These last few months have been tumultuous to say the least. Let I give you a quick breakdown of the last few months:
December 2013- I took a leap of faith and applied and got approved for a car. I’m the proud owner of a 2004 Honda CR-V, which is also the car that I have wanted since I learned to drive. 2 days before Christmas, I was invited for a interview at a local mental health center for the position of, drumroll please….a therapist! It was by far one of the best interviews I’ve ever had and I really felt good about it.
January 2014- I went in for a pap smear and a lump was found by the nurse practitioner. I was then seen by a surgeon who ordered a lumpectomy (removal of the lump). I had 2, one was benign and the other was cancerous…
…I inserted dots because my life halted, literally I heard my dreams screeching. I went from, that morning being told I was officially hired as a therapist to being told that afternoon I had the big C. I was then sent to an oncologist where I was officially diagnosed with stage 0 breast cancer, which means the cancer is not likely to spread but it does have the possibility to return in the same breast.

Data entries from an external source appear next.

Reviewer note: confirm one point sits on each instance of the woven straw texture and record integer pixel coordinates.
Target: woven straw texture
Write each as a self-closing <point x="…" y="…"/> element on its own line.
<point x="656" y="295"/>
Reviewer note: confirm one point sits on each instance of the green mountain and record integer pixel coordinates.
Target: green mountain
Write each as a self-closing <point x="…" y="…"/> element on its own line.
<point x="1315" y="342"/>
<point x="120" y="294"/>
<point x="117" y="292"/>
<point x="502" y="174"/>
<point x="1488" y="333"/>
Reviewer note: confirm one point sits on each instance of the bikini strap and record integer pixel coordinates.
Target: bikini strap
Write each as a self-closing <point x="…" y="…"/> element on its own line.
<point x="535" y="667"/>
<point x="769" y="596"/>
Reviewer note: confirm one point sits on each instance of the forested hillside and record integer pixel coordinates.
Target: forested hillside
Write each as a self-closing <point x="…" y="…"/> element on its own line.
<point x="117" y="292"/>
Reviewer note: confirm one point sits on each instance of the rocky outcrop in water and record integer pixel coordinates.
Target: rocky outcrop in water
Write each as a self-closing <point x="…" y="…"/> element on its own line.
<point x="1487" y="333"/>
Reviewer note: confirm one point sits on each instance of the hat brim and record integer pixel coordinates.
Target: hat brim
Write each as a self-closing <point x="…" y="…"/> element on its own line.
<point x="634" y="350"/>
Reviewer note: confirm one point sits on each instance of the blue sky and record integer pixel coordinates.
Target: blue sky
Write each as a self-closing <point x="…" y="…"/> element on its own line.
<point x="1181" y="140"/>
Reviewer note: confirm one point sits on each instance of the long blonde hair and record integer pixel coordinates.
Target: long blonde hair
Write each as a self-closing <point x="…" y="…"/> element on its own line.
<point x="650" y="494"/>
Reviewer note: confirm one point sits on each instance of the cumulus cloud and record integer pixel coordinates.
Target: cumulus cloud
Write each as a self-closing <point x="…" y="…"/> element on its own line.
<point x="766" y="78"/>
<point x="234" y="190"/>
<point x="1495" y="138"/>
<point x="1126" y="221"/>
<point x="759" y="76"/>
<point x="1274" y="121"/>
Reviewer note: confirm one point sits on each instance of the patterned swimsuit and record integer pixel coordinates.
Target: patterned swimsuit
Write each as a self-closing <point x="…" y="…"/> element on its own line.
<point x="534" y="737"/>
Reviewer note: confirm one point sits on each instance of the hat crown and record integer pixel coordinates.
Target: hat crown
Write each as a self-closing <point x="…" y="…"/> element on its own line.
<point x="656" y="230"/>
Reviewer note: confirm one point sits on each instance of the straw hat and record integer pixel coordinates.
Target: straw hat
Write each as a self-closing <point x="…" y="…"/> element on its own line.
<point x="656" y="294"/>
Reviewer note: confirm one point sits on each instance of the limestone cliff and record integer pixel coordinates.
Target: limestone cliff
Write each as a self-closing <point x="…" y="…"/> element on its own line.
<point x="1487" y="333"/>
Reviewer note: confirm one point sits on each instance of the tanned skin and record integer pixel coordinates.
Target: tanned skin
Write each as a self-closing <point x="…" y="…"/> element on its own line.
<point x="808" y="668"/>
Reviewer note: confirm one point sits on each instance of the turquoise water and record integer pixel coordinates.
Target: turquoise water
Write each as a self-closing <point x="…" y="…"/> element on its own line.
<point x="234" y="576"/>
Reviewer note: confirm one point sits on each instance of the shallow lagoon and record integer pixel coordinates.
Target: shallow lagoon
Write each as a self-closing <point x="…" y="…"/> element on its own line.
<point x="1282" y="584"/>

February 6, 2014- One of my oldest brothers passed away at our house from cardiac arrest. He was only 35.
February 17, 2014- I started my new job as a substance therapist.
February 24, 2014- I began radiation treatments (6 weeks, 5 days a week), which I am prayerful will kill any and all cancer cells in my body.
WELP, thats what been happening in my world. This has been an eye opening experience. People have come of the woodwork to offer me support and prayers, which I am really grateful for. On a personal note, I have really stopped doing things. I really haven’t worked on any new earring designs or created any event planning idea blogs. I thought maybe having cancer would be my motivator, to kick me in high gear. But, right now, I am in the midst of not trying to be in a rut. I call it a walking sadness. I am doing the usual things but there are other times, like when Im at work and I feel so out of my league and feel ineffective and with the added feelings of being nauseous, breast tenderness from radiation, and my lack of exercise since last year, I am literally living for the weekend.
At this moment, I am taking it, as a phrase I’m hearing on a weekly basis, one day at a time. I am doing my best to not worry and let God does what he does best, which is to take care of me.